Torres's father died of a heroin overdose when the boy was just four years old. Last year Salazar intervened in Torres's life. Now the mentor takes Torres to a gym a few blocks from his east side home to train to be an MMA fighter. "It keeps me out of the streets," says the teen. "Like I'll go there from 6 to 9. After that I go home and just relax and I'm tired."
Salazar is not the only new person the library brought on board. Tobias Martinez recently joined the staff as a Community Resource Specialist, a social worker-type role. Martinez came to Pueblo to make a difference after growing up in Denver among family and friends who were in gangs. His life changed during the Summer of Violence in 1993 after a cousin in prison wrote him an eye-opening letter. He recalls, "There's a lot of things he warned me about that was not good, and he was like 'you need to get your education because education is going to take you forward."

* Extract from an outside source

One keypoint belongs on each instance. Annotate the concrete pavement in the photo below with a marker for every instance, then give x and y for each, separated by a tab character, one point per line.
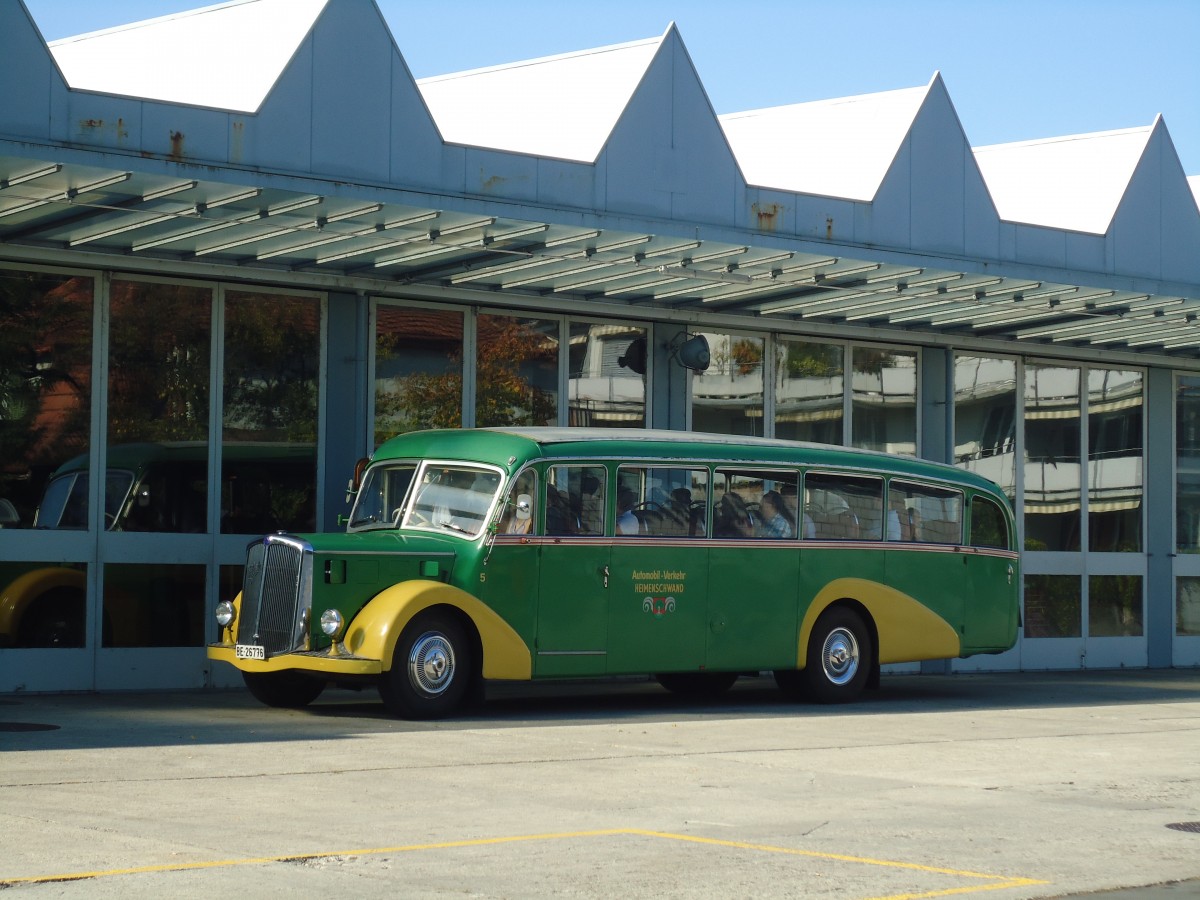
1005	786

The first in his family to graduate from college, now Martinez hopes to impart his insight on the kids at the library. "Seeing people get shot in the community that you know, and then you go to their funeral. They're six feet under," he says. "Seeing those things really makes you open your eyes and makes you look and say 'I need to change my life.'"
"The vast majority of the kids that are here are good kids," adds Salazar, "so I think a lot of them are a lot smarter than we may think."
The library's staff members say they have seen significantly fewer gang members flaunting their colors around the youngsters these days. Attacking the east side gang problem is not an overnight project, however. The library still employs a Pueblo police officer, and is in the process of developing an educational program about non-violence.